Absolute contraindications for autologous chondrocyte transplantation include generalized osteoarthritis, inflammatory arthropathies, and joint sepsis. Patients unable to comply with the postoperative rehabilitation and weight-bearing protocols should also not be treated with this technique. A body mass index (BMI) more than 30 kg/m2 has been associated with limited improvement after knee articular cartilage repair and presents a relative contraindication. Patients with severe meniscal deficiency should be considered for meniscal allograft transplantation at the time of chondrocyte transplantation.
Autologous chondrocyte transplantation of the knee is carried out as a two-stage procedure.
Stage 1: Chondrocyte Harvest
Step 1. Arthroscopic Evaluation.
The first stage involves a thorough diagnostic arthroscopy. In addition to identification of the known articular cartilage defect, the meniscal and ligamentous status is evaluated and the entire articular cartilage is inspected to rule out any additional cartilage defects. Partial meniscectomy or meniscal repair can be performed at the time of this arthroscopy because it minimally affects the course after the initial arthroscopy and can decrease operative time during the second-stage procedure.

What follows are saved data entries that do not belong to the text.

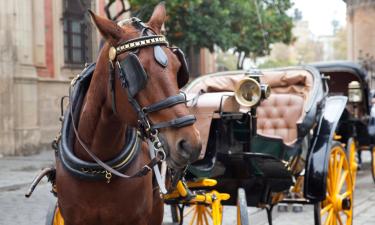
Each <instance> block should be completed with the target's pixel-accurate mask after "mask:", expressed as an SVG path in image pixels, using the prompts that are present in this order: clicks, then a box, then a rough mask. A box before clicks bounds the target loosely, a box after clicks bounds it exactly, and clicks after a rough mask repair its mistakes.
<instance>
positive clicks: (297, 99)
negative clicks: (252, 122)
mask: <svg viewBox="0 0 375 225" xmlns="http://www.w3.org/2000/svg"><path fill="white" fill-rule="evenodd" d="M303 103H304V101H303V98H302V97H301V96H298V95H294V94H271V96H270V97H269V98H268V99H267V100H265V101H263V102H262V103H261V105H260V106H259V107H258V108H257V116H258V123H257V132H258V134H261V135H263V136H268V137H274V138H281V139H283V142H284V143H285V144H287V145H290V144H293V143H294V141H295V140H296V139H297V134H298V132H297V122H299V120H300V119H301V116H302V114H303V113H302V112H303Z"/></svg>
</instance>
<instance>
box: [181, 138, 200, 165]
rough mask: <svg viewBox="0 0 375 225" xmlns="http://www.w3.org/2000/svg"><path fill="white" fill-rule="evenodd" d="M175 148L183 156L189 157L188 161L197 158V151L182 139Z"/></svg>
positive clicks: (193, 147)
mask: <svg viewBox="0 0 375 225" xmlns="http://www.w3.org/2000/svg"><path fill="white" fill-rule="evenodd" d="M177 149H178V151H179V152H180V154H181V155H182V156H183V157H184V158H186V159H189V161H190V162H193V161H195V160H196V159H198V156H199V151H198V150H197V149H196V148H195V147H194V146H192V145H191V144H190V143H189V142H188V141H186V140H184V139H182V140H180V141H179V142H178V145H177Z"/></svg>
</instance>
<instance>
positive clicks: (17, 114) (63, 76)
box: [0, 0, 105, 155]
mask: <svg viewBox="0 0 375 225" xmlns="http://www.w3.org/2000/svg"><path fill="white" fill-rule="evenodd" d="M104 4H105V1H104V0H103V1H99V0H97V1H91V0H80V1H75V0H74V1H71V0H59V1H56V0H33V1H25V0H12V1H0V8H1V10H0V155H14V154H31V153H34V152H36V151H39V150H41V149H43V148H46V147H49V146H50V143H51V141H52V140H53V138H54V136H56V135H57V132H58V130H59V128H60V122H59V114H60V108H59V105H60V97H61V96H64V95H67V92H68V86H69V83H70V79H71V78H72V77H73V76H75V75H76V74H78V73H79V72H80V71H81V70H82V68H83V67H84V64H85V63H86V62H90V61H92V59H94V58H95V57H96V56H95V55H96V52H97V51H98V48H97V46H98V35H97V33H96V31H95V29H92V26H91V24H90V18H88V15H87V14H88V13H87V9H88V8H91V9H92V10H93V11H96V12H98V13H99V14H102V15H104Z"/></svg>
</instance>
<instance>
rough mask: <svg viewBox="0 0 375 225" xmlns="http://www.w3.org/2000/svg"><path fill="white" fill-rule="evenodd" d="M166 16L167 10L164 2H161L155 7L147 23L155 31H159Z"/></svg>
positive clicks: (161, 27)
mask: <svg viewBox="0 0 375 225" xmlns="http://www.w3.org/2000/svg"><path fill="white" fill-rule="evenodd" d="M166 17H167V12H166V10H165V3H164V2H161V3H159V4H158V5H157V6H156V7H155V9H154V12H153V13H152V16H151V18H150V20H149V21H148V22H147V23H148V25H149V26H150V27H151V28H153V29H154V30H155V31H156V32H157V33H160V31H161V28H162V26H163V23H164V22H165V20H166Z"/></svg>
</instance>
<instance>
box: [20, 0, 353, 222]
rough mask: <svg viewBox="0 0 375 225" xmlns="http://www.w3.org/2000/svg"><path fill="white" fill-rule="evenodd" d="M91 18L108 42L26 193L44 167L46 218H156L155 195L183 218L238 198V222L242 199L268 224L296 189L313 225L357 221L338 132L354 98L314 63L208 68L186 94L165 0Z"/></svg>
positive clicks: (241, 215) (74, 100) (91, 67)
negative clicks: (353, 216)
mask: <svg viewBox="0 0 375 225" xmlns="http://www.w3.org/2000/svg"><path fill="white" fill-rule="evenodd" d="M92 18H93V20H94V22H95V24H96V26H97V27H98V29H99V31H100V32H101V34H102V36H103V37H104V38H105V39H106V44H105V45H104V47H103V49H102V50H101V52H100V55H99V57H98V60H97V62H96V64H92V65H90V66H89V67H87V68H86V69H85V70H84V71H83V72H82V74H81V75H80V76H78V77H77V78H76V79H74V80H73V82H72V87H71V89H72V91H71V92H70V97H69V107H68V110H67V111H66V112H65V113H64V115H63V116H62V121H63V126H62V130H61V134H60V135H58V136H57V138H56V140H55V142H54V143H55V148H56V167H55V168H49V169H45V170H43V171H42V173H41V174H40V175H39V176H38V177H37V178H36V179H35V181H34V182H33V183H32V185H31V188H30V190H29V191H28V193H27V196H28V197H29V196H30V195H31V193H32V192H33V190H34V188H35V187H36V185H37V183H38V182H39V181H40V179H41V178H42V177H43V176H48V178H49V179H50V181H51V183H52V185H53V190H52V191H53V192H54V193H55V194H56V195H57V197H58V204H56V206H54V207H53V210H52V211H51V213H50V217H49V218H48V219H47V224H48V225H52V224H53V225H58V224H79V225H81V224H161V222H162V216H163V213H162V208H163V202H162V201H161V198H160V194H162V197H163V199H164V202H165V203H167V204H171V205H172V206H173V207H172V209H173V210H172V211H173V215H174V220H175V222H179V223H180V224H182V223H183V222H184V221H186V220H188V219H190V220H191V221H190V224H194V223H196V224H209V223H210V221H209V220H210V219H209V218H211V220H212V223H213V224H214V225H219V224H221V222H222V216H223V205H237V208H238V217H237V220H238V224H248V215H247V206H254V207H260V208H265V209H267V212H268V220H269V223H270V224H271V223H272V209H273V206H274V205H276V204H277V203H279V202H282V201H286V199H287V195H288V193H290V192H293V193H296V194H301V193H302V195H300V196H299V197H300V198H299V199H298V201H299V202H300V203H305V204H314V218H315V223H316V224H320V223H321V222H322V221H324V223H325V224H337V223H338V224H347V225H349V224H351V223H352V216H353V213H352V210H353V203H352V201H353V188H354V186H353V181H352V174H351V173H352V172H351V169H352V166H351V165H350V162H349V161H348V159H347V153H346V149H345V148H344V146H343V145H342V143H340V142H338V141H337V140H336V136H337V135H336V133H335V131H336V128H337V125H338V123H339V120H340V118H341V117H342V113H343V111H344V110H345V107H346V104H347V97H345V96H329V95H328V94H329V92H328V89H325V86H327V85H326V82H327V79H326V77H323V79H322V77H321V75H320V73H319V72H318V71H317V70H316V69H314V68H313V67H294V68H285V69H277V70H264V71H251V72H246V71H238V72H224V73H219V74H213V75H208V76H204V77H201V78H198V79H196V80H195V81H193V82H191V83H190V84H189V85H188V86H186V87H185V88H184V92H185V94H183V93H180V92H179V89H180V88H181V87H182V86H184V85H185V84H186V82H187V81H188V71H187V66H186V61H185V58H184V55H183V53H182V52H181V50H179V49H178V48H175V47H170V46H169V43H168V42H167V41H166V39H165V37H164V36H162V35H160V33H161V32H160V31H161V28H162V24H163V23H164V21H165V18H166V14H165V8H164V6H163V5H162V4H159V5H158V6H157V7H156V8H155V10H154V12H153V14H152V16H151V18H150V20H149V22H148V23H143V22H142V21H140V20H139V19H136V18H132V19H129V20H126V21H123V22H120V23H119V24H116V23H114V22H112V21H109V20H106V19H104V18H101V17H98V16H96V15H94V14H92ZM146 71H147V72H146ZM159 89H160V91H159ZM185 103H186V104H187V106H188V108H187V107H186V104H185ZM192 114H194V116H193V115H192ZM194 122H195V123H194ZM196 128H198V130H199V132H200V138H199V135H198V132H197V129H196ZM201 146H202V150H203V151H201V156H200V159H199V160H198V161H196V162H195V163H193V164H191V165H190V166H188V167H186V165H188V164H189V162H193V161H195V160H196V158H197V157H198V153H199V150H200V149H201ZM164 162H165V163H164ZM160 164H161V166H160V167H161V168H160V167H159V166H158V165H160ZM166 165H167V166H168V168H166ZM181 170H182V171H183V172H182V173H181ZM151 171H153V175H151V173H150V172H151ZM129 174H130V175H129ZM181 174H182V175H183V176H182V179H177V178H180V177H181ZM132 178H134V179H132ZM166 179H168V181H170V184H169V185H167V186H168V187H176V188H174V189H169V192H167V188H168V187H166V186H165V182H164V181H165V180H166ZM167 183H168V182H167ZM135 193H137V194H135ZM138 193H139V194H138ZM185 210H186V211H188V212H186V211H185ZM189 213H192V214H190V216H189V215H186V214H189ZM185 215H186V216H185Z"/></svg>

However, surgical treatment of meniscal deficiency or ligamentous pathology should be performed simultaneously with autologous chondrocyte implantation to avoid repetitive operative joint trauma and prolonged rehabilitation. During the first-stage arthroscopy, the cartilage defect is identified and existing cartilage flaps are débrided back to a stable and healthy peripheral margin. Following thorough débridement, the size of the articular cartilage lesion is measured and its containment documented. The knee is taken through a full range of motion and the arc of motion during which the lesion articulates with the opposing joint surface is carefully recorded (Fig. 18-1). The opposing joint surface should always be carefully inspected for the presence of a kissing lesion or signs of low grade cartilage injury.